Immutability is everything (2018)
- Immutability is everything Recorded at Code Motion Rome, in 2018.
- By learning them, and understanding their paradigms, and by programming in a functional way, you will end up being much more productive and you're becoming much better programmers.
- There is two ways basically to deal with concurrency. Mutable state, you must have shared memory, you must have threads, you must have mutexes when you access critical sections. If you are dealing with immutable state, what you do is processes will not share memory. The only way for them to share data is through a message passing that needs to copy the data from one process to another. They'll each have their own copy. So, two completely different paradigms, two completely different results.
- When you call a function with no side effects, what that means is, every time you call that functions with the same set of values, you always get back that same result. That's immutable state. Mutable state, when you're dealing with shared memory, you call a function with a set of values, you don't know what value you're gonna get back. So you got determinism versus non determinism here.
- All languages will have side effects. They will have some form of mutability. The whole goal is to try to decrease this mutability as much as possible.
- What you need to do is to make sure your threads become immutable. So you can change a data within a thread, but if you got two threads communicating with each other, you need to mimic this whole message passing approach. You need to copy the data from one threads to another, avoiding having shared state.

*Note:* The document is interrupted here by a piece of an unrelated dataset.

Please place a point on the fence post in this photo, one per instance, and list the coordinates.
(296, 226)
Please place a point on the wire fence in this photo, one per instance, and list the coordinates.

- What the Sunway TaihuLight, Raspberry Pi and Parallela board have in common? It is the heterogeneous multi-cores. So you have different types of cores, and that's the future of the computers we will working on today. The shift in multi-cores is inevitable.
- Even if your program is highly parallel, your bottleneck will still be the virtual machine, because you still have schedulers, you still need to process and handle and schedule your different processes.
- You distribute for scale and you replicate for availability.
- A system which is strongly available means that it is not reliable because of the reliability you might need to take down the machines. On the other hands if you don't worry about the reliability of your data, as long as you've got a value which is not too old, you can go in and distribute it, and scale that way.